How about taking the functional approach..
public static int lastIndexOf(char ch, String str) {
if (str.charAt(str.length() - 1) == ch) { return str.length() -1; }
if (str.length() <= 1) { return -1; }
return lastIndexOf(ch, str.substring(0, str.length() - 1));
}
This must be homework because there would be no point to writing this method since String.lastIndexOf() exists in the API, and using recursion to do this going to be slow and use a lot of memory.
Here a hint. Right now your algorithm is chopping characters off the front ( substring(1) ) and comparing them. lastIndexOf() should start by removing characters at the back of the String looking for a match then quit when it finds one.
why not use String.lastIndexOf like this:
str.lastIndexOf(ch)
Use the String#lastIndexOf(int ch) implementation as a general guideline,
public int lastIndexOf(int ch) {
return lastIndexOf(ch, value.length - 1);
}
public int lastIndexOf(int ch, int fromIndex) {
if (ch < Character.MIN_SUPPLEMENTARY_CODE_POINT) {
// handle most cases here (ch is a BMP code point or a
// negative value (invalid code point))
final char[] value = this.value;
int i = Math.min(fromIndex, value.length - 1);
for (; i >= 0; i--) {
if (value[i] == ch) {
return i;
}
}
return -1;
} else {
return lastIndexOfSupplementary(ch, fromIndex);
}
}
private int lastIndexOfSupplementary(int ch, int fromIndex) {
if (Character.isValidCodePoint(ch)) {
final char[] value = this.value;
char hi = Character.highSurrogate(ch);
char lo = Character.lowSurrogate(ch);
int i = Math.min(fromIndex, value.length - 2);
for (; i >= 0; i--) {
if (value[i] == hi && value[i + 1] == lo) {
return i;
}
}
}
return -1;
}
And this,
lastIndexOf(ch, value.length - 1);
value is the target String as a character array.

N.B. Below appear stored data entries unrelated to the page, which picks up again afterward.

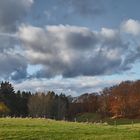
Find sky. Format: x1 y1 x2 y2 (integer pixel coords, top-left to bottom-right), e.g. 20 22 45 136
0 0 140 96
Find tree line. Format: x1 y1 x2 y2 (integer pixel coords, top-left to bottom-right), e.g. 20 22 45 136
69 80 140 119
0 80 140 120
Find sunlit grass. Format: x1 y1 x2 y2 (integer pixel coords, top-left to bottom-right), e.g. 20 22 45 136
0 118 139 140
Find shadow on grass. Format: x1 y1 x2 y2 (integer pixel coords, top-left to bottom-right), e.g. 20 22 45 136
105 118 140 125
75 113 140 126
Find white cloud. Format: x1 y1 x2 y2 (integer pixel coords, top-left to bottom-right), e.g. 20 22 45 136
121 19 140 35
101 28 118 39
14 76 121 96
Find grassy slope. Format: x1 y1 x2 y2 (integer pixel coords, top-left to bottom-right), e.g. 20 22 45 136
76 113 102 122
76 113 140 124
0 118 140 140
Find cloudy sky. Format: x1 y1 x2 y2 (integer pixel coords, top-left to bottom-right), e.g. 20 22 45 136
0 0 140 96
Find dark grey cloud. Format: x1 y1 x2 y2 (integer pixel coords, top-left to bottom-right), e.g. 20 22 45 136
11 65 28 81
62 50 122 77
0 52 27 81
19 24 130 78
66 31 98 50
0 0 33 32
0 34 28 81
0 32 28 81
0 0 33 81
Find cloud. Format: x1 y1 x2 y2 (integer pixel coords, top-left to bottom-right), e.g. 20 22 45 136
14 76 121 96
0 33 18 52
0 0 33 80
0 0 34 32
0 16 139 83
19 24 129 78
119 19 140 67
100 28 128 50
0 33 28 81
123 47 140 67
0 51 27 81
121 19 140 35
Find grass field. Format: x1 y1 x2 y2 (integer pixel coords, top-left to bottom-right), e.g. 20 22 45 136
0 118 140 140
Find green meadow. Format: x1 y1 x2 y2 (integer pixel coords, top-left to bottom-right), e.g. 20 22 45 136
0 118 140 140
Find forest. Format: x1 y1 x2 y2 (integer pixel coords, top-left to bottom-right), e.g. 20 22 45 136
0 80 140 120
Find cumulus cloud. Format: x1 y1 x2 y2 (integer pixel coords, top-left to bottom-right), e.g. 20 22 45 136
121 19 140 35
0 0 34 32
0 15 139 84
18 24 129 78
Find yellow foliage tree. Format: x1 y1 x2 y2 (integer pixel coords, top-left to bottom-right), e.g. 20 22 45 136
0 102 10 116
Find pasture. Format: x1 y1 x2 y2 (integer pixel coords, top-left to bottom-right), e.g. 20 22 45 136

First, you should change to:
if (str == null || str.length() == 0) {
Because a NPE could raise if str is null
Add a deep paramater to your code like this:
public static int lastIndexOf(char ch, String str, int deep) {
And increment its value every recursive call
int indexInRest = lastIndexOf(ch, str.substring(1), deep++);
then, in the return sentence, add deep to your returned value:
return 1 + indexInRest + deep; // this might not work properly
Call the function the first time with deep = 0, or better yet, make the two parameter method lastIndexOf call the 3 parameters version of lastIndexOf with the deep parameter set to 0
You can also use Matcher in order to anticipate evolution of string analysis asked by your homework:
public int getlastMatch(String searchPattern,String textString) {
int index = -1;
Pattern pattern = Pattern.compile(searchPattern);
Matcher matcher = pattern.matcher(textString);
while(matcher.find()) {
index = matcher.start();
}
return index;
}
where textString may be your concerned character.
Thus returning the last occurence of a part of string within a string.